Trade association techUK has developed a lengthy guidance document for organisations not sure of where their legal obligations stand, and how to comply. But even then, programme manager, Dan Paterson, told me that it can be difficult for especially smaller vendors to conduct due diligence effectively, particularly in the tricky area of dual-use technologies.
No cause for concern?
Even if they can’t, there may be no cause for concern, according to Privacy International’s state surveillance program lead, Edin Omanovic. He told me that, in fact, current UK export rules rely too much on “non-binding and unenforced risk assessments”, which makes it easy for unscrupulous vendors to sell to hostile nations.
It’s a point echoed by Luta Security CEO, Katy Moussouris, who is helping the US government negotiate the global control regime known as the Wassenaar Arrangement. She suggested when I spoke to her that export controls in tech aren’t even really there to restrict the flow of goods outwards, but merely to give domestic governments a better understanding of what its companies are producing.
If that’s true, then what’s the harm? Well, there are still major risk calculations that organisations must undertake — and it’s not just about selling to authoritarian regimes, according to Amanda Finch, CEO of the Chartered Institute of Information Security (CIISec).
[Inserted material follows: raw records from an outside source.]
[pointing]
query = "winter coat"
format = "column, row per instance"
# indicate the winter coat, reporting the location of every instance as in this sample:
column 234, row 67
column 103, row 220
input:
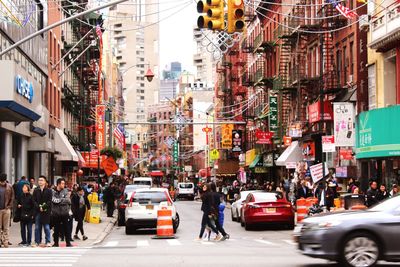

“As with any other aspect of security, vendors need to consider risk when choosing their customers. Selling to the wrong customer might mean that a vendor has no way to support its product or resolve contractual disputes, resulting in wasted resources. It might mean that the vendor loses its unique IP, and ultimately its market position,” she explained to me.
“It might mean that the vendor loses the trust of many customers, if a new line of business opens those customers up to new threats. Even if there is no direct risk to the vendor itself, dealing with customers seen as unethical can still damage a business’s reputation. The vendor may still feel that going ahead with a sale is the right decision, but it needs to have weighed the risks beforehand.”
As with most things cybersecurity, therefore, it all boils down to risk management. And with CSR increasingly important in what is a crowded marketplace, ensuring you’re seen to be acting ethically is vitally important, even if export controls aren’t.